Cuando Jeremías terminó de decir todas estas palabras a todo el pueblo —todas las palabras del ETERNO su Dios, con las cuales el ETERNO su Dios lo había enviado a ellos— Azarías hijo de Oseas y Johanán hijo de Carea y todos los hombres arrogantes dijeron a Jeremías: "¡Estás mintiendo! El ETERNO nuestro Dios no te envió para decir: '¡No vayan a Egipto y residan allí!' ¡Es Baruc hijo de Nerías quien te está incitando contra nosotros, para que seamos entregados en manos de los caldeos para ser muertos o para ser desterrados a Babilonia!" Así que Johanán hijo de Carea y todos los oficiales del ejército y el resto del pueblo no obedecieron el mandato de DIOS de permanecer en la tierra de Judá. En cambio, Johanán hijo de Carea y todos los oficiales del ejército tomaron todo el remanente de Judá —los que habían regresado de todos los países a los que habían sido dispersados y habían residido en la tierra de Judá, hombres, mujeres y niños; y las hijas del rey y todo el pueblo que Nabuzaradán el jefe de la guardia había dejado con Gedalías hijo de Ahicam hijo de Safán, así como el profeta Jeremías y Baruc hijo de Nerías— y se fueron a Egipto.
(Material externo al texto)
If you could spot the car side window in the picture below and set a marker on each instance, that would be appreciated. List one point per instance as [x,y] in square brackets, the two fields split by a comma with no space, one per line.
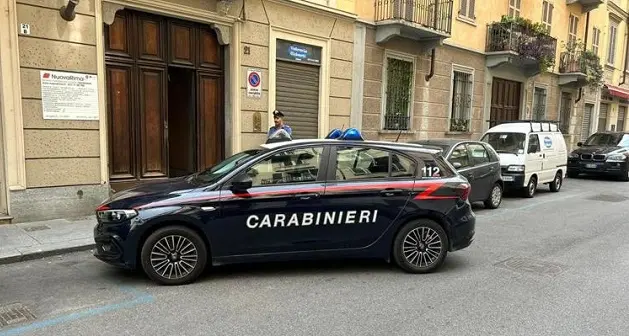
[533,143]
[353,163]
[460,156]
[479,154]
[291,166]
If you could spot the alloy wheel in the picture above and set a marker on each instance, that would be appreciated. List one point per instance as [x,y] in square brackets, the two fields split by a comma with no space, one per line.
[422,246]
[174,257]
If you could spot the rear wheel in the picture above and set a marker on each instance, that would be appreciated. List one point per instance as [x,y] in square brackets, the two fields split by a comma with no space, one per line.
[173,255]
[556,184]
[495,197]
[420,246]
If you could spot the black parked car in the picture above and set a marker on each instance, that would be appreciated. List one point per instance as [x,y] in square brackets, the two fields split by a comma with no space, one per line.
[478,162]
[603,153]
[292,200]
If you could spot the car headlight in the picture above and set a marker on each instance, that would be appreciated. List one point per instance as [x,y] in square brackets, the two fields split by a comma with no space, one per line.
[518,168]
[616,158]
[115,216]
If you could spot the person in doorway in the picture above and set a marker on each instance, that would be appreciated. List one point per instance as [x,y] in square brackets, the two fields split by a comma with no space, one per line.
[278,119]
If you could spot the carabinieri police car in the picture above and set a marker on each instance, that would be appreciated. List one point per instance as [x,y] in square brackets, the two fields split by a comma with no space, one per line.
[341,196]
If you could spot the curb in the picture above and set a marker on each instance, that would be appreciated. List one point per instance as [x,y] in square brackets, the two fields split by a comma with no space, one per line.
[44,254]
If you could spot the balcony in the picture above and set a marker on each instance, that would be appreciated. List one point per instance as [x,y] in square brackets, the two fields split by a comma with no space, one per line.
[518,45]
[586,5]
[426,21]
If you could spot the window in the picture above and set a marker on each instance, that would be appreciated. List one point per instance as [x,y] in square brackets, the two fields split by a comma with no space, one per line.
[459,155]
[620,124]
[291,166]
[565,112]
[596,37]
[467,9]
[539,103]
[534,144]
[611,46]
[398,95]
[354,163]
[573,25]
[547,14]
[514,8]
[461,110]
[479,153]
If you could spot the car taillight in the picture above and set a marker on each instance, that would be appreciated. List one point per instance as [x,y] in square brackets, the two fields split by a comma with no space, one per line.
[463,190]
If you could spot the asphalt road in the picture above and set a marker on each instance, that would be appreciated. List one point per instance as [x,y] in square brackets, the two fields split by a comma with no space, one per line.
[566,274]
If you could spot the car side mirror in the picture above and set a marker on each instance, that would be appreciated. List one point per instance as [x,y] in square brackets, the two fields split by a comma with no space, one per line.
[241,186]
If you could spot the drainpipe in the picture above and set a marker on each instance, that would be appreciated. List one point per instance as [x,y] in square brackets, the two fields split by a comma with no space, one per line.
[624,72]
[587,29]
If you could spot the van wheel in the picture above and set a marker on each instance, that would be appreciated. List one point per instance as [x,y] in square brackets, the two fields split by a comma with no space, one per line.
[530,189]
[174,255]
[556,184]
[420,246]
[495,197]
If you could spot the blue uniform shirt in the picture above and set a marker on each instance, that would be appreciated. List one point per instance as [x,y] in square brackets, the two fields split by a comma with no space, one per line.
[284,127]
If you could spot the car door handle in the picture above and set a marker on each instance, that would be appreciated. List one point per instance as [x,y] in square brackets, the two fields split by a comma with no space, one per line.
[391,192]
[307,196]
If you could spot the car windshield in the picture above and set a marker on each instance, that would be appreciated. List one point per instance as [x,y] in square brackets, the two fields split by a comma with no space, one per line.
[606,139]
[506,142]
[219,170]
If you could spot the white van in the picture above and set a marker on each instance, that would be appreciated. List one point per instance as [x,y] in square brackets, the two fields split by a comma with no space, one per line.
[531,153]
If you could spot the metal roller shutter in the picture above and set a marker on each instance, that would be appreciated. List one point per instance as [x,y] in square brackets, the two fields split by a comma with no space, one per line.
[602,117]
[587,121]
[297,95]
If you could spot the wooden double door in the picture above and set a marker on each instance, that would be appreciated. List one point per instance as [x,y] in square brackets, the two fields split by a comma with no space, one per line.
[165,82]
[505,101]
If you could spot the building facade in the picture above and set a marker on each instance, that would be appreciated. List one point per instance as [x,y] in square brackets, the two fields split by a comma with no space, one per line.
[454,69]
[114,93]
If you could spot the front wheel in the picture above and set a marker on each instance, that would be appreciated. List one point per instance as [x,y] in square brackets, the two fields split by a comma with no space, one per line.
[174,255]
[495,197]
[420,246]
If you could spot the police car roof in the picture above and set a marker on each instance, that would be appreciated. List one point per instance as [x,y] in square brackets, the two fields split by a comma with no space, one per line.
[390,144]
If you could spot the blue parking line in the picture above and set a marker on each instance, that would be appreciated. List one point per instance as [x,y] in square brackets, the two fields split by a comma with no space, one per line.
[137,298]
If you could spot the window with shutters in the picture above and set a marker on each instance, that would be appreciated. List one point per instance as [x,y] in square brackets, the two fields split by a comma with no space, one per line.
[620,123]
[596,37]
[602,117]
[461,99]
[539,103]
[586,125]
[467,9]
[573,25]
[514,8]
[611,45]
[398,84]
[547,14]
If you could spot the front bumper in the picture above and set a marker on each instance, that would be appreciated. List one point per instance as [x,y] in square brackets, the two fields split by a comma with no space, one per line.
[577,166]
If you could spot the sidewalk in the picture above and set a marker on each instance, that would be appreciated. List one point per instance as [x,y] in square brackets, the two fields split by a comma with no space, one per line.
[33,240]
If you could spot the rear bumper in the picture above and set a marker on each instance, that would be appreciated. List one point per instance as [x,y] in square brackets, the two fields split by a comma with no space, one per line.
[576,166]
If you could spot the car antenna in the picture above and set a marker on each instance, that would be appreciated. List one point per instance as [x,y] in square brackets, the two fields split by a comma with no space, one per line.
[398,136]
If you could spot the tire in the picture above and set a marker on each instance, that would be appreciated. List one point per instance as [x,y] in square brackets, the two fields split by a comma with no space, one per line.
[177,239]
[556,184]
[531,188]
[495,197]
[412,261]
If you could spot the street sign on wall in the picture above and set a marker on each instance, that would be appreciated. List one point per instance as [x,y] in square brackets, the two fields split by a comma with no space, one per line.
[69,96]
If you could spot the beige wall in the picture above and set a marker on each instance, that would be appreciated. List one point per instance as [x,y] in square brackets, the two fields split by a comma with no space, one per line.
[268,20]
[431,108]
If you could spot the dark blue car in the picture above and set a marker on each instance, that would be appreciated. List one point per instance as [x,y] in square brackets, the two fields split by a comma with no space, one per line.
[292,200]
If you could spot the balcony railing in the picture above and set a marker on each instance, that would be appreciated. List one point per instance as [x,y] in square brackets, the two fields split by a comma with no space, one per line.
[432,14]
[521,40]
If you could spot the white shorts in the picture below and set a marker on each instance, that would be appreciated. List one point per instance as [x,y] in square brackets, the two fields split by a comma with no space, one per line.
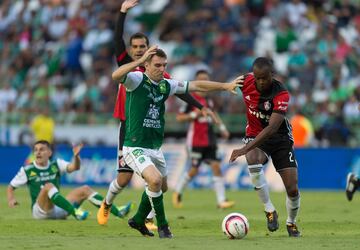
[140,158]
[56,213]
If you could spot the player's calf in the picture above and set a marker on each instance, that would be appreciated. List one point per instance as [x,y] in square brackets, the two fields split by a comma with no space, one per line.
[141,228]
[272,221]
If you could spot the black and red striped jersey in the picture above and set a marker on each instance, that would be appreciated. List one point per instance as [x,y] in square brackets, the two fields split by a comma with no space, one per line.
[201,131]
[260,106]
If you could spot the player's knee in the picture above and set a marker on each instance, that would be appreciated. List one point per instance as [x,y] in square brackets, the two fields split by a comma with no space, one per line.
[292,191]
[193,172]
[164,188]
[123,179]
[155,182]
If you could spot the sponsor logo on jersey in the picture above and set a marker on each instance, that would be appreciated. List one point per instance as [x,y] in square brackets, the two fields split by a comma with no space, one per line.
[284,108]
[260,115]
[138,152]
[267,105]
[162,87]
[153,112]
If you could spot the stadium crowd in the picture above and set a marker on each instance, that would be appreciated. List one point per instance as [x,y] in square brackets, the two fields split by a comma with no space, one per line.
[59,54]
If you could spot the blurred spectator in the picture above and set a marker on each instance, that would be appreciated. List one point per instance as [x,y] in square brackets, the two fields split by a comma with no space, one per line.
[60,50]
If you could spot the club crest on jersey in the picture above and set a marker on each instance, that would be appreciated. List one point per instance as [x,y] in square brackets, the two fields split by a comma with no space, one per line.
[162,87]
[267,105]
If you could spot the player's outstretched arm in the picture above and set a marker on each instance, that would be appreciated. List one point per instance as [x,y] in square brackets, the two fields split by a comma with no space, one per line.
[122,57]
[12,202]
[275,122]
[205,86]
[76,162]
[120,73]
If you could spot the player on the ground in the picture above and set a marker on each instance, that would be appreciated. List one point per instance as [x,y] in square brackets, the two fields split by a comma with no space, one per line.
[269,133]
[202,147]
[42,177]
[139,43]
[146,94]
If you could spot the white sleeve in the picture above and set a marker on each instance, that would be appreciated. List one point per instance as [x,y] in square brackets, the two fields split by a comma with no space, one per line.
[19,179]
[62,165]
[133,80]
[178,87]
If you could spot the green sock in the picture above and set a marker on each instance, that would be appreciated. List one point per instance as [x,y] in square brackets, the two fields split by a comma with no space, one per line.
[159,210]
[97,199]
[60,201]
[143,210]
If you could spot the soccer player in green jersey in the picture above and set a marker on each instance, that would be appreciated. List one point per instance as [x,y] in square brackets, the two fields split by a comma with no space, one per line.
[146,94]
[42,177]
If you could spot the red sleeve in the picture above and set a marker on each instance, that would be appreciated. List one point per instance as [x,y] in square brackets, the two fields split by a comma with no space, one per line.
[167,75]
[281,102]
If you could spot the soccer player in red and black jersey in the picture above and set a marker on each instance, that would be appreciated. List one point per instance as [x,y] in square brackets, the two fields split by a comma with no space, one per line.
[269,133]
[139,44]
[202,145]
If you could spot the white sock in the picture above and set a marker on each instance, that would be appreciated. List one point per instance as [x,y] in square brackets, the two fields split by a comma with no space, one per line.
[151,195]
[113,191]
[219,188]
[184,180]
[52,192]
[258,179]
[292,207]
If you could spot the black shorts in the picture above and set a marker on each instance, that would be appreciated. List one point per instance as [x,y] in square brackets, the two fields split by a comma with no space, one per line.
[200,154]
[280,149]
[121,165]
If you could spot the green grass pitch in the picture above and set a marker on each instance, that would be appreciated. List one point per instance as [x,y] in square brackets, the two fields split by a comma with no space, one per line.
[327,221]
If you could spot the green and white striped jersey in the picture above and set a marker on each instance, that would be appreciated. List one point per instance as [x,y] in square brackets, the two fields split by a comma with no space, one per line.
[145,108]
[37,176]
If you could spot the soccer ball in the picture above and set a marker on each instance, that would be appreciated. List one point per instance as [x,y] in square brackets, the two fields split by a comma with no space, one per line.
[235,226]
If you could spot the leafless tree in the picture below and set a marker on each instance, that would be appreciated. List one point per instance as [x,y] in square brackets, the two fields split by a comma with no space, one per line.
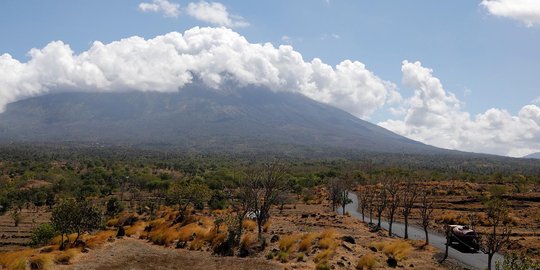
[409,196]
[334,191]
[380,202]
[426,210]
[392,186]
[263,188]
[364,200]
[499,234]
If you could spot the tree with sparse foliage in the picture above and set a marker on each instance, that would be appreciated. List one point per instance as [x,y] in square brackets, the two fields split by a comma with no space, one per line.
[499,233]
[380,202]
[393,190]
[409,196]
[426,211]
[75,217]
[262,188]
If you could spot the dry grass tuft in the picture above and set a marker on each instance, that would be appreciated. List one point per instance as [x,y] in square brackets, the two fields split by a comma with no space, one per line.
[248,239]
[41,261]
[98,239]
[266,226]
[16,260]
[397,249]
[249,225]
[324,256]
[367,261]
[64,257]
[136,229]
[286,242]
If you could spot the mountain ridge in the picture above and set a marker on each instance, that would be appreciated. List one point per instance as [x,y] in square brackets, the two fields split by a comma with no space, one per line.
[198,117]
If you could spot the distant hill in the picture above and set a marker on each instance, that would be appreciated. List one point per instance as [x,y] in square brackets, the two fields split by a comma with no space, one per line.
[533,155]
[197,118]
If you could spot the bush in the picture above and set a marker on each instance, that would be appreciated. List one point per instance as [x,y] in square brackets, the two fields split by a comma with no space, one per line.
[43,234]
[114,207]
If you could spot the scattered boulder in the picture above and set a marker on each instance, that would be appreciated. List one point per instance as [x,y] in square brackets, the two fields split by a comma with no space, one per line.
[121,232]
[348,239]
No obedecieron a DIOS. Llegaron a Tafnes, y la palabra de DIOS vino a Jeremías en Tafnes: Toma piedras grandes y entiérralas en argamasa en la estructura de ladrillo a la entrada del palacio del faraón en Tafnes, ante los ojos de algunos hombres de Judá. Y diles: "Así dice DIOS de los Ejércitos, el Dios de Israel: Yo envío a llamar a mi siervo el rey Nabucodonosor de Babilonia, y pondré su trono sobre estas piedras que yo he enterrado. Él extenderá su pabellón sobre ellas. Vendrá y atacará la tierra de Egipto, entregando A los destinados a la peste, a la peste, A los destinados al cautiverio, al cautiverio, Y a los destinados a la espada, a la espada. Y prenderé fuego a los templos de los dioses de Egipto; él los quemará y se los llevará. Se envolverá en la tierra de Egipto, como se envuelve el pastor en su manto. Y saldrá de allí con seguridad. Destruirá los obeliscos del Templo del Sol que está en la tierra de Egipto, y quemará los templos de los dioses de Egipto."
Jeremías 43:1-13 — Johanán y el remanente rechazan la palabra de Jeremías, huyen a Egipto contra el mandamiento del SEÑOR, y el profeta sella su destino al simbolizar la conquista de Nabucodonosor sobre Egipto a la entrada del palacio del faraón en Tafnes.